Dr. Burstein said any bite from an animal or exposure to its saliva should be thoroughly cleaned with soap and water as soon as possible, and medical attention should be sought immediately.
“All animal bites should be reported to our Division of Environmental Health at 961-6800, and we recommend post-exposure rabies treatment for anyone bitten by certain wild animals that are not captured,” she said.
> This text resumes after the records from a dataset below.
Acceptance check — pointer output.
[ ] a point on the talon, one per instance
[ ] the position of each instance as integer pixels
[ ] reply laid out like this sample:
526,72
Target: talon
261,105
Feeding wildlife is prohibited in New York state and extremely unhealthy for these animals. “Throwing peanuts to the ground and allowing birdfeeders to spill seed attracts unwanted wildlife like rats and raccoons that carry disease, and put you and your pets at risk of disease – not to mention nuisance and safety issues for your neighborhood,” said Senior Public Health Sanitarian Peter Tripi. “Once a disease like distemper is introduced to a wildlife population, it is very difficult to eliminate.”
Erie County offers free rabies vaccination clinics each spring and fall to make sure as many dogs, indoor and outdoor cats and ferrets are vaccinated against that deadly disease.
In New York state, raccoons, bats, foxes and skunks that are tested for rabies are frequently confirmed to be rabid, and if seen in the wild they should be considered rabid. And if a bat has been in proximity to an unattended young child, sleeping individual, or person with a sensory or mental impairment, it may be considered a contact and should be reported to the Department of Health.
Erie County has vaccinated 2,145 pets at four clinics so far in 2019. Three more free rabies vaccination clinics for dogs, cats and ferrets are scheduled for Sept. 11, 15 and 22 at locations around Erie County.

Tips For Protecting Your Pets and Family from Wild Animals

• Warn children to stay away from wild animals and to alert an adult if they see one in a private yard.
Do not feed wildlife; avoid overfilling birdfeeders and clear food sources and debris from yards to avoid attracting wildlife.
Vaccinate dogs, cats and ferrets for rabies and other diseases as recommended by a veterinarian.
Be cautious about socializing puppies and unvaccinated dogs at parks, dog daycare settings and in public.
If you choose to destroy a wild animal yourself, use a method that will not damage the head or expose you to saliva or nervous tissue. Do not touch the animal at any time without using rubber gloves or a plastic bag.